Now, on to what I perceive as the more difficult issue. Your affection for this 11-year-old boy. I can not tell with certainty from your letter that you had anymore then a “big brother” type of relationship with him. You said that you had “no lustful thoughts about him” (sexual feelings) and thus I don’t think your concern over being a pedophile is valid. However, with that said I am concerned about what this relationship was about. If I am correct that it took on the scope of a brother type relationship then your feelings make perfect sense. If it is more than that and involved sexual fantasy or inappropriate touching or thoughts of developing an intimate relationship — then I would say those feelings are inappropriate and I would encourage you to seek counseling from a “gay-friendly” therapist. As it is you have suffered a loss and the feelings you describe are typical when we lose someone close to us unexpectedly. Further, I am going to go out on a limb here and say I think your concerns are because of what you have been told or taught about being a homosexual. You have been told that we are child molesters and perverts. This could not be further from the truth. Pedophilia is a illness which involves serious power and control issues and is not generally limited to the gender of the child.

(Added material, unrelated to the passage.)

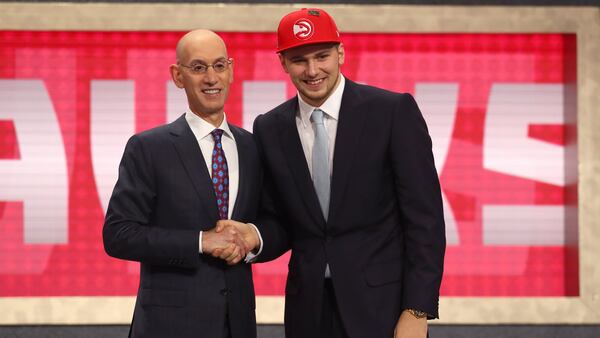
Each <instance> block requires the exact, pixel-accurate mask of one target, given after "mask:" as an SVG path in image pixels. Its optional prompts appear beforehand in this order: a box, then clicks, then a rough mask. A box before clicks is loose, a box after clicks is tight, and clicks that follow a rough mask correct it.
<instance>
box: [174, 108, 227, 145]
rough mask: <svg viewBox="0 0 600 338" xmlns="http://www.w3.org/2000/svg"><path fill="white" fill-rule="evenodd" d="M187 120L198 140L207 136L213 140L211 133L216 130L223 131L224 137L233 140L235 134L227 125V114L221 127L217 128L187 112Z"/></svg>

Can a gay person change? NO! What do I do I now? Begin the journey of understanding that God is more concerned about your love for God and being the best of what God created you to be. Do not be worried or frustrated over what people who have no understanding or desire to understand you. Find ways to meet people of your own age with your same interests. Do a search on the web using key words like gay, youth, and support. If you check out our church’s website you will find on the links page a couple of links to different youth support groups. Remember, you are a child of God. You are a gift to this world from God!
Editor-in-Chief of Whosoever and Founding and Senior Pastor of Gentle Spirit Christian Church of Atlanta, where Whosoever Founder and Editor Emeritus Rev. Candace Chellew was ordained, Rev. Paul M. Turner grew up in suburban Chicago and was ordained by the Universal Fellowship of Metropolitan Community Churches in 1989. He and his husband Bill have lived in metro Atlanta since 1994.